E se tu tens câncer ou AIDS, duas coisas podem acontecer e as duas são boas: se a doença te vence, te livras do corpo, que está enfermo; “tenho fome, tenho frio, tenho sonhos, tenho desejos, tenho razão, tenho dúvidas”… E se vences a doença, serás mais humilde, mais agradecido e, portanto, mais facilmente serás feliz… Livre do tremendo peso da culpa, da responsabilidade, da vaidade, disposto a viver cada instante profundamente, como deve ser.
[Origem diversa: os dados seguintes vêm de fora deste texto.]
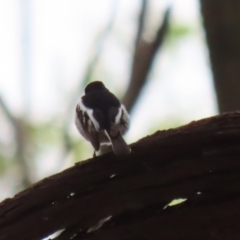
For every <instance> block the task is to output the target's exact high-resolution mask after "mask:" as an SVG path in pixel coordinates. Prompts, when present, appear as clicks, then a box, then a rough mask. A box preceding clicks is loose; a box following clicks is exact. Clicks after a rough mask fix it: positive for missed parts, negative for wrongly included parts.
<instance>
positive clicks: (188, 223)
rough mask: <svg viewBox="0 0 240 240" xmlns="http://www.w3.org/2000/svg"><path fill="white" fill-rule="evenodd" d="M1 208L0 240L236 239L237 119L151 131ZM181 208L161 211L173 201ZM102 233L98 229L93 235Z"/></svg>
mask: <svg viewBox="0 0 240 240" xmlns="http://www.w3.org/2000/svg"><path fill="white" fill-rule="evenodd" d="M131 147H132V154H130V155H129V156H127V157H123V158H117V157H116V156H114V154H113V153H107V154H105V155H102V156H100V157H96V158H94V159H89V160H87V161H84V162H80V163H78V164H76V166H74V167H72V168H70V169H67V170H65V171H63V172H61V173H59V174H56V175H54V176H52V177H49V178H46V179H44V180H42V181H40V182H39V183H37V184H35V185H34V186H32V187H31V188H29V189H27V190H25V191H23V192H21V193H19V194H17V195H16V196H15V197H14V198H12V199H6V200H5V201H3V202H2V203H1V204H0V239H1V240H15V239H21V240H25V239H26V240H29V239H42V238H43V237H46V236H48V235H49V234H51V233H53V232H55V231H57V230H60V229H65V231H63V232H62V234H61V235H60V236H58V237H56V239H58V240H59V239H64V240H65V239H74V240H75V239H94V240H106V239H111V240H125V239H127V240H133V239H134V240H139V239H141V240H143V239H146V240H149V239H151V240H155V239H156V240H159V239H174V240H177V239H201V240H202V239H211V240H214V239H217V240H223V239H231V240H234V239H240V208H239V206H240V113H239V112H235V113H228V114H225V115H221V116H217V117H212V118H208V119H204V120H201V121H197V122H193V123H190V124H188V125H186V126H183V127H180V128H177V129H172V130H167V131H158V132H156V133H155V134H153V135H152V136H148V137H146V138H143V139H142V140H140V141H138V142H137V143H134V144H132V145H131ZM178 198H184V199H187V200H186V201H185V202H183V203H181V204H179V205H175V206H172V207H167V208H164V207H165V206H166V205H167V204H168V203H169V202H171V201H172V200H173V199H178ZM100 226H101V227H100Z"/></svg>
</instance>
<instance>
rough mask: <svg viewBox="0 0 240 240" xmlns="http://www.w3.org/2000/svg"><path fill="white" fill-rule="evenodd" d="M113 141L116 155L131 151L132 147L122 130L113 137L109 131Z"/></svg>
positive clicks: (122, 154)
mask: <svg viewBox="0 0 240 240" xmlns="http://www.w3.org/2000/svg"><path fill="white" fill-rule="evenodd" d="M107 134H108V136H109V139H110V141H111V143H112V148H113V151H114V153H115V154H116V155H127V154H130V153H131V148H130V147H129V146H128V145H127V144H126V142H125V141H124V139H123V137H122V135H121V133H120V132H118V134H117V136H115V137H112V136H111V135H110V133H107Z"/></svg>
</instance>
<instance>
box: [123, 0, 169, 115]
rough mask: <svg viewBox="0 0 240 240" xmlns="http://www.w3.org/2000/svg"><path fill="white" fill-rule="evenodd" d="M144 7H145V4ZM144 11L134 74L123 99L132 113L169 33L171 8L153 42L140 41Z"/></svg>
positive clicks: (165, 15) (141, 25) (142, 15)
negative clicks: (168, 29)
mask: <svg viewBox="0 0 240 240" xmlns="http://www.w3.org/2000/svg"><path fill="white" fill-rule="evenodd" d="M143 2H145V1H143ZM142 6H144V4H143V5H142ZM143 9H145V8H144V7H142V11H141V14H140V18H139V27H138V31H137V37H136V39H137V40H136V43H137V45H136V47H135V52H134V57H133V64H132V72H131V76H130V81H129V82H130V83H129V86H128V89H127V91H126V94H125V96H124V98H123V103H124V105H125V106H126V108H127V110H128V111H129V112H131V110H132V108H133V105H134V103H136V102H137V99H138V97H139V96H140V94H141V91H142V89H143V87H144V86H145V84H146V82H147V79H148V74H149V72H150V70H151V66H152V63H153V61H154V59H155V56H156V53H157V51H158V50H159V48H160V47H161V46H162V43H163V40H164V37H165V35H166V33H167V29H168V22H169V15H170V8H168V9H167V11H166V12H165V15H164V18H163V23H162V25H161V26H160V27H159V29H158V31H157V34H156V37H155V39H154V40H153V41H152V42H146V41H145V40H144V39H139V36H140V35H141V34H140V32H141V31H142V28H143V27H142V25H143V23H142V21H143V19H144V17H143V16H145V11H143Z"/></svg>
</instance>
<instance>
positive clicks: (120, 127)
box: [75, 81, 131, 156]
mask: <svg viewBox="0 0 240 240" xmlns="http://www.w3.org/2000/svg"><path fill="white" fill-rule="evenodd" d="M75 124H76V127H77V129H78V131H79V132H80V134H81V135H82V136H83V137H84V138H85V139H86V140H87V141H89V142H91V144H92V146H93V147H94V150H95V151H94V155H93V156H96V151H99V149H100V145H101V144H111V145H112V148H113V151H114V153H115V154H116V155H127V154H129V153H130V152H131V149H130V147H129V146H128V145H127V144H126V142H125V141H124V139H123V137H122V135H123V134H124V133H125V132H126V131H127V130H128V128H129V115H128V113H127V111H126V109H125V107H124V105H123V104H121V103H120V101H119V100H118V99H117V98H116V97H115V96H114V94H112V93H111V92H110V91H109V90H108V89H107V88H106V87H105V86H104V84H103V83H102V82H100V81H96V82H91V83H89V84H88V85H87V86H86V88H85V95H84V96H82V97H81V99H80V101H79V102H78V104H77V107H76V115H75Z"/></svg>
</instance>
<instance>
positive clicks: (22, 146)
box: [0, 0, 238, 199]
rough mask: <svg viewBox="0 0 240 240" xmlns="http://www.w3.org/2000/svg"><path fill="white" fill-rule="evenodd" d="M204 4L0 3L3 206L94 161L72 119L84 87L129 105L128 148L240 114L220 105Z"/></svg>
mask: <svg viewBox="0 0 240 240" xmlns="http://www.w3.org/2000/svg"><path fill="white" fill-rule="evenodd" d="M206 1H207V0H206ZM206 1H204V0H202V1H200V2H199V1H197V0H187V1H184V3H183V1H181V0H175V1H168V0H164V1H158V0H141V1H140V0H135V1H131V3H129V1H127V0H126V1H125V0H124V1H117V0H115V1H110V0H104V1H101V2H100V3H99V2H98V1H96V0H91V1H77V0H75V1H69V0H61V1H60V0H51V1H42V0H9V1H5V0H0V9H1V10H0V15H1V19H0V22H1V24H0V31H1V36H2V37H1V40H0V51H1V52H2V54H1V57H0V66H1V69H2V71H1V73H0V79H1V81H0V83H1V85H0V122H1V131H0V199H4V198H5V197H8V196H12V195H13V194H15V193H16V192H17V191H19V190H21V189H24V188H26V187H28V186H29V185H31V184H32V183H34V182H36V181H38V180H40V179H42V178H44V177H46V176H49V175H51V174H54V173H56V172H58V171H61V170H63V169H65V168H67V167H69V166H72V165H73V164H74V163H75V162H78V161H81V160H85V159H87V158H90V157H91V156H92V153H93V150H92V148H91V146H90V144H89V143H87V142H85V141H84V140H83V139H82V137H81V136H80V135H79V134H78V132H77V130H76V129H75V127H74V120H73V119H74V110H75V106H76V104H77V101H78V99H79V98H80V96H81V95H82V94H83V91H84V87H85V85H86V84H87V83H89V82H90V81H94V80H101V81H104V83H105V85H106V86H107V87H108V88H109V89H110V90H111V91H112V92H114V93H115V94H116V95H117V96H118V97H119V98H120V99H122V101H123V103H124V104H125V105H126V106H127V109H128V110H129V111H130V114H131V117H132V121H131V129H130V131H129V133H128V134H127V136H126V139H127V141H128V142H129V143H131V142H134V141H137V140H138V139H139V138H141V137H144V136H145V135H149V134H151V133H153V132H155V131H157V130H159V129H168V128H173V127H177V126H180V125H182V124H185V123H187V122H189V121H191V120H196V119H199V118H203V117H207V116H211V115H214V114H216V113H217V112H218V108H219V109H220V111H221V112H222V111H225V110H237V108H238V106H235V108H234V109H231V107H229V109H228V108H222V107H219V106H222V105H224V104H225V103H224V104H222V102H220V99H219V94H218V91H216V92H215V89H219V88H218V87H216V86H217V81H216V79H218V76H219V75H218V74H217V73H216V69H217V67H215V68H214V71H213V72H211V66H210V61H209V53H210V60H211V64H212V65H213V66H216V65H214V63H213V61H214V59H215V58H216V57H215V55H214V54H212V52H211V48H210V51H209V52H208V50H207V45H206V42H205V32H204V28H203V25H202V23H203V22H202V16H203V19H204V27H205V29H207V31H206V33H207V35H206V39H207V43H210V44H212V42H213V40H212V39H213V38H214V36H212V35H211V34H210V35H209V33H211V32H212V30H209V29H208V27H209V25H208V21H205V19H208V18H207V17H208V15H209V14H210V15H211V16H212V15H213V13H211V12H210V13H209V12H208V11H207V9H209V8H210V9H211V8H212V6H207V5H208V4H209V3H206ZM230 2H232V1H230ZM183 4H184V5H183ZM209 5H211V4H209ZM220 5H221V4H220V3H218V4H217V6H218V7H219V8H220V7H221V6H220ZM223 5H224V4H223ZM201 6H202V8H201ZM224 7H225V6H224ZM232 7H233V8H234V7H236V9H238V8H237V7H238V6H232ZM201 9H202V10H203V11H202V14H203V15H201ZM205 15H206V16H205ZM219 17H221V16H219ZM214 21H218V19H214ZM236 21H237V20H236ZM229 24H232V23H229ZM210 27H213V28H214V27H215V26H210ZM209 36H211V38H209ZM216 37H217V35H216ZM215 52H216V51H215ZM215 52H214V53H215ZM220 54H221V53H220ZM218 58H219V56H218ZM220 58H221V55H220ZM212 76H213V77H214V78H212ZM224 76H226V75H224ZM236 94H237V93H236ZM224 101H225V102H226V101H227V100H226V99H224ZM217 106H218V107H217ZM230 106H231V105H230Z"/></svg>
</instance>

Não estás deprimido, estás desocupado… Ajuda a criança que te pede ajuda… essa criança será sócia de teu filho. Ajuda aos velhos e os jovens te ajudarão quando tu sejas. Porque o serviço é uma felicidade segura, como desfrutar da natureza e cuidá-la para o que vier… Dá sem medidas e te darão sem medidas! Ama até converter-te no amado, mais ainda, ama até converter-te no mesmíssimo amor! E que não te confundam uns poucos homicidas e suicidas: o bem é maioria, porém não se nota porque é silencioso. Uma bomba faz mais ruído que uma carícia porém para cada bomba que destrói há milhões de carícias que alimentam a vida… O bem se alimenta de si mesmo, e o mal destrói a si mesmo… Se os maus soubessem que bom negócio é ser bom, seriam bons ainda que fosse por puro interesse…
Não estás deprimido, estás distraído… se escutares ao “outro”, ao que levas dentro, saberias tudo… e então encontrarias algo para ti e então levarias isso constantemente e já não haveria confusão, senão matizes… E nessa serenidade não buscarias nada e então encontrarias tudo… E estando no presente dirias e farias o que deve ser dito e feito a cada momento, natural e graciosamente, sem esforço… Isso faria com que tua relação com os demais fosse plena e ao crescer no amor serias mais criativo, sem limites nem condições. A ignorância nos faz sentir encerrados e mortais, quer dizer, que nos encerramos e limitamos por nós mesmos… O medo nos distrai do amor e o sábio é valente porque sabe que não existem nem mesmo medidas…
Não estás deprimido, estás distraído das maravilhas que acontecem ao teu redor: de nascimentos a colheitas, de revoluções a concertos, de campeonatos de futebol a viagens interplanetárias… não estás deprimido por algo que aconteceu, senão distraído do TODO, que é agora mesmo.